LA METEO DES ANIMAUX

Publié le 8 Janvier 2020

 

 

Par quel mystère une jeune grenouille verte est-elle arrivée sur le pas de la porte ? Pas de mare ni de ruisseau autour de la maison qui est en ville.

Stupeur ! Surprise !

SOS grenouille s'est aussitôt mis en place et toute la famille lui a installé un grand bocal rempli d'eau claire d'où la gourgandine s'échappa presque immédiatement préférant aller gambader entre les rangs de haricots verts et de salades à la recherche, sans doute, de mouches et autres insectes du jardin.

Quelques jours plus tard, alors que temps s'était subitement assombri, la diablesse avait replongé dans le bocal mis à sa disposition.

Le soleil revenu notre animal repartit à l'aventure au milieu des rangs de légumes. Elle disparaissait ainsi plusieurs jours.

Il en fut de la sorte à chaque changement de temps. Ainsi pendant des mois et des années notre batracienne devenue une vraie star locale inspira la météo de la maison et même du quartier. Chacun voulant savoir si elle était sortie de son bocal ou pas.

 

Je vous vois un sourire à la commissure des lèvres. Pourtant, je vous assure qu'aussi invraisemblable qu'elle puisse paraître, cette histoire est vraie. J'ai des témoins.

 

 

« S'il doit faire beau la grenouille

coasse au bord des étangs.

Au fond de la vase elle fouille

s'il doit venir un mauvais temps. »

 

 

Cette aventure batracienne n'est pas aussi banale qu'il y paraît car s'il est une préoccupation constante de chaque individu, c'est bien de connaître le temps qu'il fera demain et même après demain. Il conditionne la presque totalité de nos gestes quotidiens. Il nous indique comment s'habiller. En vacances, le plaisancier s'accroche à son échelle de Beaufort, au jardin des conditions météos dépend le succès de la récolte, en mer le marin est en permanence à l'écoute de la météo marine.
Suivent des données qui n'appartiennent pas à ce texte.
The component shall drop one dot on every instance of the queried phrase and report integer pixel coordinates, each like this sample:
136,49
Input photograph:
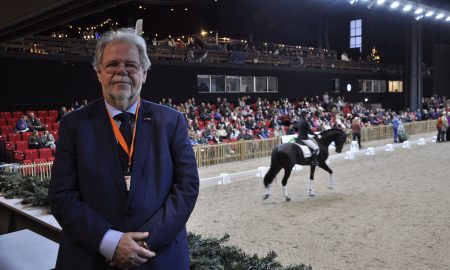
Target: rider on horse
304,129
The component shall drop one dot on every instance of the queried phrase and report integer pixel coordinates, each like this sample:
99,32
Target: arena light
407,8
418,11
395,5
439,16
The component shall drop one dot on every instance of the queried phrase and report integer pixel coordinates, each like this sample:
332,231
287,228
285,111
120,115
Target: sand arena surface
388,211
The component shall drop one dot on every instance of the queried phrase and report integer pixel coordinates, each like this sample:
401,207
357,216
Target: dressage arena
388,211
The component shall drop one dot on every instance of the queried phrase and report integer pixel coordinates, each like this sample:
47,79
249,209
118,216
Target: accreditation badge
127,178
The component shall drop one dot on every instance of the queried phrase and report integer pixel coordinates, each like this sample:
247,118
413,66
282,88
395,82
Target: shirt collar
114,111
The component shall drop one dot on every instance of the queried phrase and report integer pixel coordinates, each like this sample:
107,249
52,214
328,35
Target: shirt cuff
109,243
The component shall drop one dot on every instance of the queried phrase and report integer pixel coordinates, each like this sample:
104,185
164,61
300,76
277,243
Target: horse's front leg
311,179
330,171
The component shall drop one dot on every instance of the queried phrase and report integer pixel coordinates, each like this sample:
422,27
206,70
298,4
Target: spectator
34,142
34,123
47,140
21,125
356,130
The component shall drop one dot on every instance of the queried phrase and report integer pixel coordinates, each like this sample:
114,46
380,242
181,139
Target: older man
125,179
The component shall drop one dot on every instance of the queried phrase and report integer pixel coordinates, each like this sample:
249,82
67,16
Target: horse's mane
326,132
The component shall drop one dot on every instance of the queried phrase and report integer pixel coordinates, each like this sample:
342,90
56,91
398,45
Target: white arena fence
353,153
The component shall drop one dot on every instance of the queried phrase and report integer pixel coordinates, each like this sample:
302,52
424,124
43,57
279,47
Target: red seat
21,146
9,151
11,121
53,113
50,120
28,113
14,137
42,114
17,114
55,134
45,153
31,154
19,156
5,115
26,135
6,129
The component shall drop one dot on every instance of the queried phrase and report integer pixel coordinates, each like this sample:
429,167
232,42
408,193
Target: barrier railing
207,155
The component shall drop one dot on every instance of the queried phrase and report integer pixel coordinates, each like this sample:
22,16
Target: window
356,34
217,83
230,84
372,86
395,86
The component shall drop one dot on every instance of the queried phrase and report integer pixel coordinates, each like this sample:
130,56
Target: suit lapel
105,136
141,155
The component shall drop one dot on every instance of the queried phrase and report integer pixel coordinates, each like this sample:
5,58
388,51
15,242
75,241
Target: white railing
226,178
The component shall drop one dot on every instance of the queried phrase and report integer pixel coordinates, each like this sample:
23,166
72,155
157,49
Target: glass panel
203,83
217,83
232,84
247,84
261,84
273,84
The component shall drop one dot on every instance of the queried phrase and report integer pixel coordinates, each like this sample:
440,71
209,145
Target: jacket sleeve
78,220
172,217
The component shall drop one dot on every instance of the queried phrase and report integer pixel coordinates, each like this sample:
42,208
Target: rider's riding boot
314,160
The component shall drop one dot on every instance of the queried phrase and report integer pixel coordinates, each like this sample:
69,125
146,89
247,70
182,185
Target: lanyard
120,138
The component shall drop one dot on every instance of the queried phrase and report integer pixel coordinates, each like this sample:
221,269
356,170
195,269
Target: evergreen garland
205,253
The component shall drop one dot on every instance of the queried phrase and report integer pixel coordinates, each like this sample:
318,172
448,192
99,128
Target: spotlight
407,8
418,11
395,5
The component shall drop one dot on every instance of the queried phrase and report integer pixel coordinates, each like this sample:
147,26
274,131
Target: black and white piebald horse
287,155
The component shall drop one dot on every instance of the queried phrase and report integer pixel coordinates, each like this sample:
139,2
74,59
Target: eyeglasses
130,67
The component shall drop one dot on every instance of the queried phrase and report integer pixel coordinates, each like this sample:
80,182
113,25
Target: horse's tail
274,167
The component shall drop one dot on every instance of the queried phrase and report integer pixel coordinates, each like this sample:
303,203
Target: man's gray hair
127,35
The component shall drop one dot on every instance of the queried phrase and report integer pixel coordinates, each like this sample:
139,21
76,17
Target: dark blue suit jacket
87,191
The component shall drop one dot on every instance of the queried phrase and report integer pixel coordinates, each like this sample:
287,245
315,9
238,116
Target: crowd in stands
249,119
224,121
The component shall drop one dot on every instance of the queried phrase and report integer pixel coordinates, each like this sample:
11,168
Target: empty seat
11,121
50,120
31,154
5,115
55,134
6,129
45,153
21,146
42,114
25,135
53,113
28,113
14,137
17,114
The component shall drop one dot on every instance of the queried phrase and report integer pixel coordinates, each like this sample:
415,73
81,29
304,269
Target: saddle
305,149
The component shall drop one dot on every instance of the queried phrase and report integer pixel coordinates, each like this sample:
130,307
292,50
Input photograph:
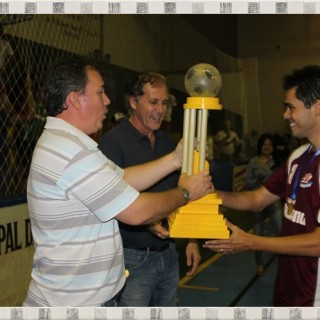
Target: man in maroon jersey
297,183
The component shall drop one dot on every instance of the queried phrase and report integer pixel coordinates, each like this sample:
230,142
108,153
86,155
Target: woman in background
258,171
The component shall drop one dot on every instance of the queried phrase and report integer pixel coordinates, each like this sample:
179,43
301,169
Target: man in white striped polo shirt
76,195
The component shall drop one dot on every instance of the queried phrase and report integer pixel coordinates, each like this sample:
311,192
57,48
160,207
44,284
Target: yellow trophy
199,219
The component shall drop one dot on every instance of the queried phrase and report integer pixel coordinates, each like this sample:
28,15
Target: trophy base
199,219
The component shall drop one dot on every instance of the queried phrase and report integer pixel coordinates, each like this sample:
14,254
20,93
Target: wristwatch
186,193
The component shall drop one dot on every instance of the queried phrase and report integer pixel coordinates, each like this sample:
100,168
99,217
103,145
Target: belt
159,248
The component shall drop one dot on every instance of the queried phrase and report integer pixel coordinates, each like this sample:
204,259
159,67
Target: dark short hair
307,83
155,79
65,75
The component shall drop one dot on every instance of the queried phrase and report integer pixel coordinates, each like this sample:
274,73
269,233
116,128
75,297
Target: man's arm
307,244
152,206
255,200
143,176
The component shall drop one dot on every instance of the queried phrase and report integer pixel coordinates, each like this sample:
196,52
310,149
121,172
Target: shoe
260,270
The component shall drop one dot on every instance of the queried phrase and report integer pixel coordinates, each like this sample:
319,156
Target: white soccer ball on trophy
203,80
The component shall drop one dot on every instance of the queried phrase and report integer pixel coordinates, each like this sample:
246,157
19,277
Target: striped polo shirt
74,193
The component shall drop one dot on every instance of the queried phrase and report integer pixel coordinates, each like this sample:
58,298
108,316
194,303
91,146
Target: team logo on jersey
306,181
292,172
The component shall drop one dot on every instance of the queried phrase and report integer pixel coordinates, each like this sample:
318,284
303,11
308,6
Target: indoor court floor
227,280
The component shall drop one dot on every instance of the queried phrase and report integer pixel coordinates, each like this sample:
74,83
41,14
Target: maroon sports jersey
296,282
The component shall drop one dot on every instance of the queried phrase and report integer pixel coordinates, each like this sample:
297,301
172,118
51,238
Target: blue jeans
153,278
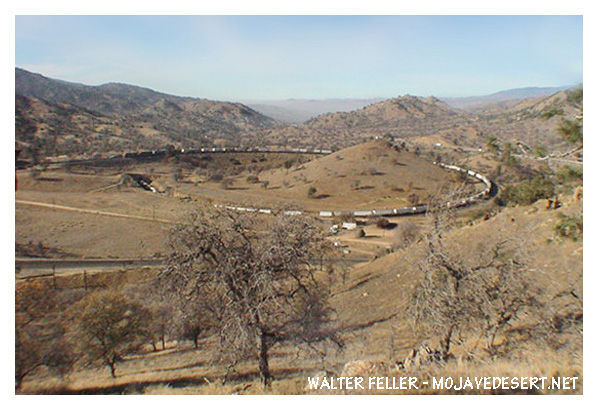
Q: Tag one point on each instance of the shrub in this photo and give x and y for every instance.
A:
(568, 174)
(569, 227)
(252, 179)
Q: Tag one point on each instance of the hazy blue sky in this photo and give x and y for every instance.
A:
(272, 57)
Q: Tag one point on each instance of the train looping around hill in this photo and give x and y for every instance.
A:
(486, 193)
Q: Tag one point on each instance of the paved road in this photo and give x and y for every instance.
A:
(32, 267)
(90, 211)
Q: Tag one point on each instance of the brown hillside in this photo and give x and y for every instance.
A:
(365, 176)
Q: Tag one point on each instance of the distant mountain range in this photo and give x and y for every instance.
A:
(295, 111)
(505, 95)
(56, 117)
(66, 117)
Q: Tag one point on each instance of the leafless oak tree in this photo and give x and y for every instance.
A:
(471, 287)
(253, 278)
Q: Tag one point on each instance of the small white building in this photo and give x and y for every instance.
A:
(349, 226)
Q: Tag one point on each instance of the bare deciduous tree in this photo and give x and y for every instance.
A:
(478, 288)
(40, 339)
(259, 289)
(111, 326)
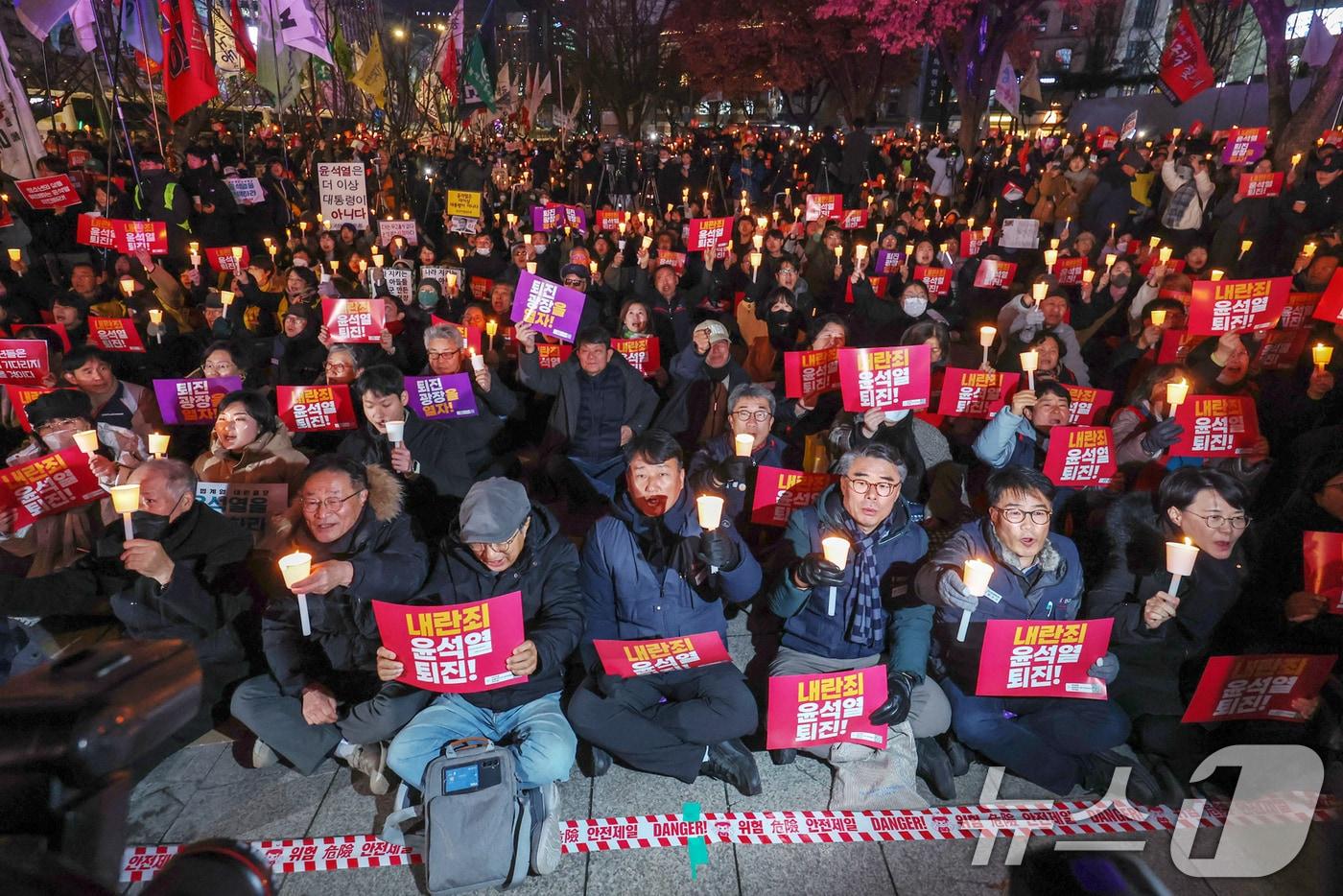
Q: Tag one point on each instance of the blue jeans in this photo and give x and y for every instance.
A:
(1041, 739)
(536, 732)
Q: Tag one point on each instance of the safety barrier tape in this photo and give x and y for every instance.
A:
(1061, 818)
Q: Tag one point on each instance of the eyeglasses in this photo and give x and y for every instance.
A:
(1217, 520)
(503, 547)
(882, 489)
(1016, 515)
(312, 506)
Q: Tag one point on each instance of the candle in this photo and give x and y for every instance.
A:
(836, 549)
(976, 577)
(1179, 562)
(125, 500)
(295, 567)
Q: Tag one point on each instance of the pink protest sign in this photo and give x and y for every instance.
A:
(1043, 658)
(1258, 687)
(459, 648)
(884, 378)
(633, 658)
(547, 306)
(826, 708)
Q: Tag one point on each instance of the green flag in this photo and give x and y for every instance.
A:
(477, 73)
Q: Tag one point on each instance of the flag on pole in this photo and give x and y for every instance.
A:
(188, 73)
(372, 76)
(1006, 89)
(242, 43)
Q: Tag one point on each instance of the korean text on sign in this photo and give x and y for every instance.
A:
(457, 648)
(814, 710)
(1043, 658)
(1258, 687)
(633, 658)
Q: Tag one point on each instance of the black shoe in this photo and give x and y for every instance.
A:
(955, 752)
(935, 768)
(594, 762)
(1142, 789)
(734, 764)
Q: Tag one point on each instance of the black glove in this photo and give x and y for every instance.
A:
(900, 687)
(1161, 436)
(732, 469)
(718, 551)
(814, 570)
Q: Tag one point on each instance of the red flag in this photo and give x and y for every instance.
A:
(1185, 71)
(241, 37)
(188, 74)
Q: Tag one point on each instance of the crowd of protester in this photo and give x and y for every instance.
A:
(575, 483)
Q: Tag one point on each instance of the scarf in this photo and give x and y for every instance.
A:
(866, 621)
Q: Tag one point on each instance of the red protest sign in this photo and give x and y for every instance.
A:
(1258, 687)
(976, 393)
(353, 319)
(633, 658)
(1070, 271)
(114, 335)
(822, 205)
(707, 232)
(826, 708)
(642, 353)
(124, 235)
(1262, 184)
(853, 219)
(1237, 305)
(227, 258)
(889, 379)
(1323, 556)
(1080, 457)
(316, 409)
(779, 492)
(810, 372)
(459, 648)
(50, 483)
(49, 192)
(937, 279)
(1043, 658)
(1282, 348)
(1087, 403)
(994, 274)
(23, 360)
(1215, 426)
(20, 395)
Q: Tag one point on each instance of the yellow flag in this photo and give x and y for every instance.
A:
(372, 77)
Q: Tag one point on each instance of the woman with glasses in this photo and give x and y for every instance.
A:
(321, 695)
(1162, 640)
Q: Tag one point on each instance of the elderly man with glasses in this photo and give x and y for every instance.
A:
(872, 613)
(1051, 742)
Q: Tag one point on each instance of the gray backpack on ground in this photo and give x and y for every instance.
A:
(473, 826)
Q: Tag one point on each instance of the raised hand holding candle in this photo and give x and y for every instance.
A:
(836, 549)
(976, 577)
(295, 567)
(125, 500)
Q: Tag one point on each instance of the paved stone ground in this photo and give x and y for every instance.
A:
(207, 790)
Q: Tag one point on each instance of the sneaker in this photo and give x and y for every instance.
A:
(1101, 767)
(371, 759)
(546, 836)
(731, 762)
(264, 755)
(935, 768)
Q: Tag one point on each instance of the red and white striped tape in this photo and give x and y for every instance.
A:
(1063, 818)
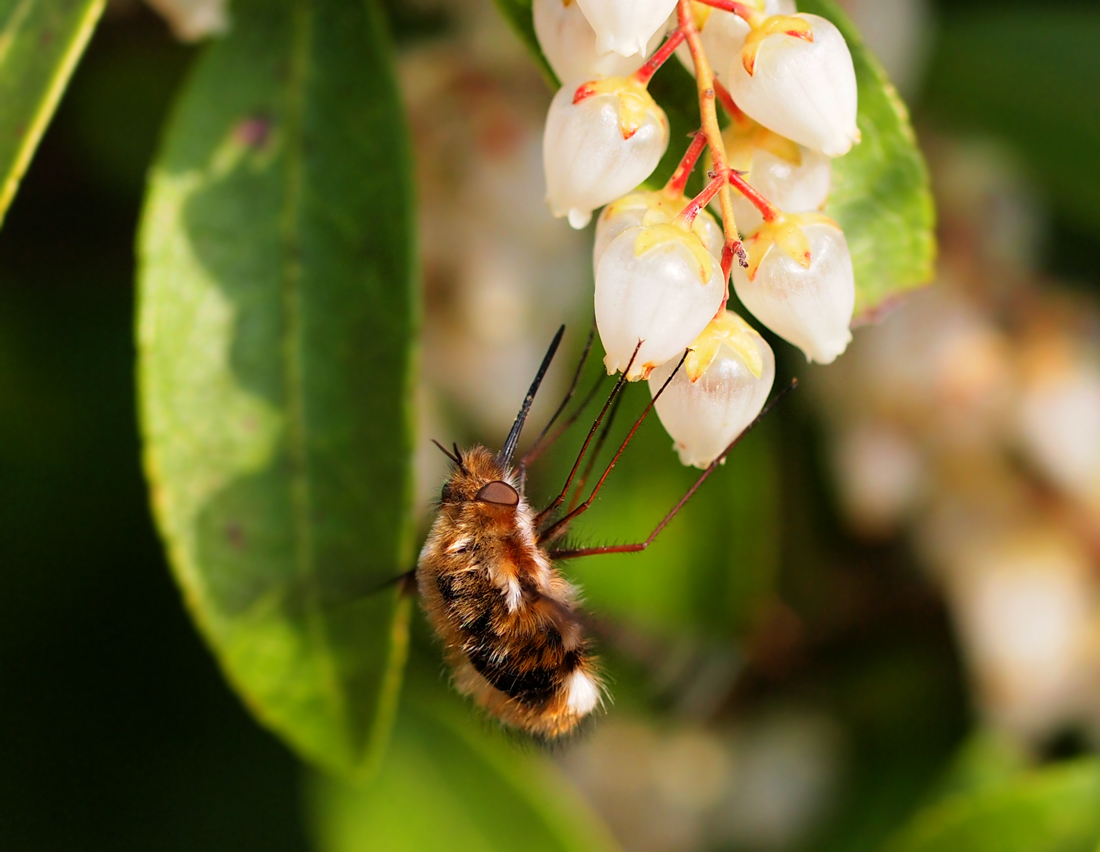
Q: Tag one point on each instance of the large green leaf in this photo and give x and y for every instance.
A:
(451, 782)
(880, 195)
(1054, 810)
(41, 42)
(880, 189)
(277, 319)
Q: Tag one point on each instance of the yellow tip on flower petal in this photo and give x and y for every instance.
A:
(778, 24)
(729, 330)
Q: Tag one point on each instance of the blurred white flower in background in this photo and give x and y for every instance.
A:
(931, 415)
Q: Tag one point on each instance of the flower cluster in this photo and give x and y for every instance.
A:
(662, 262)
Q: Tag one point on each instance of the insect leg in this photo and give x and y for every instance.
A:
(595, 452)
(572, 554)
(538, 447)
(559, 527)
(595, 426)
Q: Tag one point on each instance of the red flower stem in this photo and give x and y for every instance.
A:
(728, 103)
(768, 210)
(704, 80)
(679, 179)
(688, 214)
(645, 74)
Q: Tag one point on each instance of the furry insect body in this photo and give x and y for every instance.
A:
(506, 616)
(508, 620)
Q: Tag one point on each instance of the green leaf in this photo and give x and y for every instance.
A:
(880, 195)
(1053, 810)
(450, 782)
(986, 761)
(1027, 76)
(41, 42)
(276, 324)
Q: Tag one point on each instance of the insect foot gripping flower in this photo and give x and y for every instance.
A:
(652, 208)
(791, 176)
(658, 285)
(602, 139)
(626, 25)
(723, 386)
(800, 88)
(723, 33)
(800, 283)
(569, 43)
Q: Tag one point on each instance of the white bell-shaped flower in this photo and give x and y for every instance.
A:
(800, 284)
(602, 139)
(658, 286)
(626, 25)
(569, 43)
(802, 89)
(718, 391)
(794, 178)
(723, 33)
(658, 207)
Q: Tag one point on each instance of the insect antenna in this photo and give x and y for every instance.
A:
(558, 527)
(509, 443)
(572, 474)
(453, 456)
(572, 554)
(536, 449)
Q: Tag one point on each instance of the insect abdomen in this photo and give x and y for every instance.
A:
(529, 665)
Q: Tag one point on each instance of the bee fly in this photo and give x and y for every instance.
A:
(508, 620)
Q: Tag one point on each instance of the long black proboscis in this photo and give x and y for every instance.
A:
(509, 444)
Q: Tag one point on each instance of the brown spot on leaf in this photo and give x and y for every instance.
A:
(254, 131)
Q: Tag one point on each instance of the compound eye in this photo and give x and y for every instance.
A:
(498, 494)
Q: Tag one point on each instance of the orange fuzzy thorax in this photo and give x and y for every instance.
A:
(506, 617)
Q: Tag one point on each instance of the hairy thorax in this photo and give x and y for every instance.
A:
(504, 612)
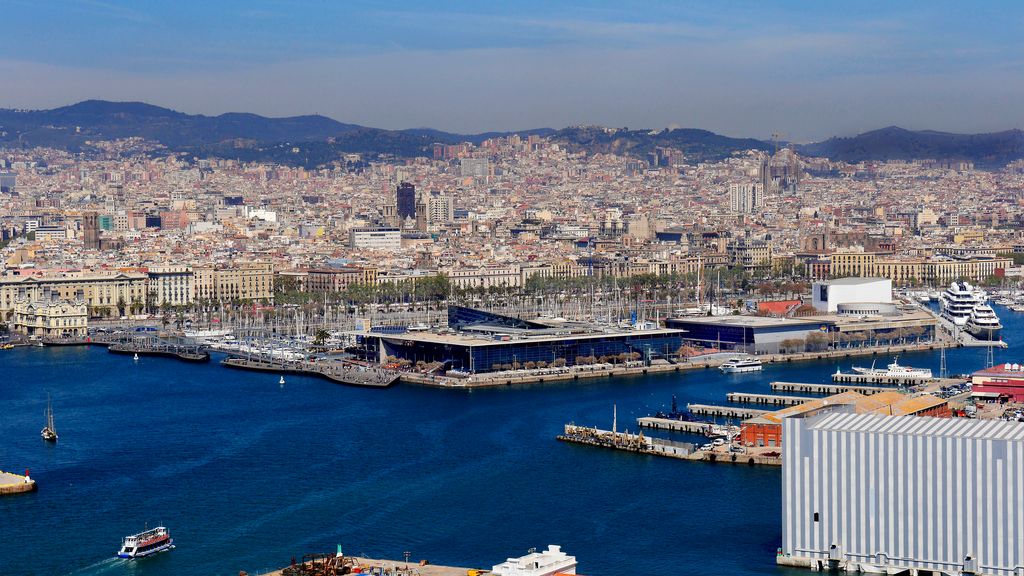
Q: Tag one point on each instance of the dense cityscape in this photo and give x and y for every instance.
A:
(305, 347)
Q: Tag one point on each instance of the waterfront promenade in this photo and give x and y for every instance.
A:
(639, 369)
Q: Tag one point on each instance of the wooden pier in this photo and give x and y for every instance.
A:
(724, 411)
(880, 379)
(656, 447)
(826, 389)
(774, 400)
(181, 352)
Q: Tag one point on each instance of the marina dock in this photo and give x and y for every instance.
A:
(774, 400)
(180, 352)
(15, 484)
(854, 378)
(334, 371)
(372, 566)
(724, 411)
(674, 425)
(641, 444)
(826, 389)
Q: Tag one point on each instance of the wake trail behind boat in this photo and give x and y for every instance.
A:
(100, 567)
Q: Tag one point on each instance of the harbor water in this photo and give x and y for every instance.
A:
(248, 474)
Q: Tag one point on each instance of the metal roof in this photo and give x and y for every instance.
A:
(913, 425)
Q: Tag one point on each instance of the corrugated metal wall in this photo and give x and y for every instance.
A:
(924, 500)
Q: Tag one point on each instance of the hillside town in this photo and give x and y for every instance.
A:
(132, 234)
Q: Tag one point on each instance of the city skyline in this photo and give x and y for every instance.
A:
(809, 72)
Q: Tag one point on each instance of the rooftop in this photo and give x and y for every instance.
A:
(751, 321)
(935, 427)
(852, 281)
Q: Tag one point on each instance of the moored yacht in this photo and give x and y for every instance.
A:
(547, 563)
(739, 364)
(983, 324)
(894, 370)
(957, 302)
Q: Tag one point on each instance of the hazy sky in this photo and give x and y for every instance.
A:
(807, 70)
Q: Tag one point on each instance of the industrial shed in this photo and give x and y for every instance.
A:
(877, 493)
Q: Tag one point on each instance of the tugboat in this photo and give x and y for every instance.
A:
(145, 543)
(49, 432)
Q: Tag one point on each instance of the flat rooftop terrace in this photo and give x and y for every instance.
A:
(468, 339)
Plusieurs fois par jour la radio, la télévision, les journaux diffusent des bulletins météo et il n'y a rien d'étonnant à ce que les journalistes spécialisés, ces sorciers cathodiques et radiophoniques, devenus de véritables stars jouissent d'une incroyable popularité. Chaque foyer a élu son idole.

 

Même si, ici ou là, nos devins cathodiques se trompent, reconnaissons que la science météorologique a fait d'énormes progrès. Elle a mis en place d'importants dispositifs qui sont en constante évolution. Elle donne de précieuses indications sur l'évolution générale du temps mais pour des raisons pratiques on devine aisément qu'il est impossible de prévoir le temps à un moment précis sur un secteur déterminé comme celui des Vaux-du-Loir.

 

 

 

 

C'est là que l'on rejoint notre grenouille et son bocal car c'est précisément ce type d'information qui intéresse le jardinier, le vacancier ou le randonneur et tout individu non coupé de la nature.

Alors pourquoi ne pas s'en remettre à d'autres procédés pour prévoir le temps ?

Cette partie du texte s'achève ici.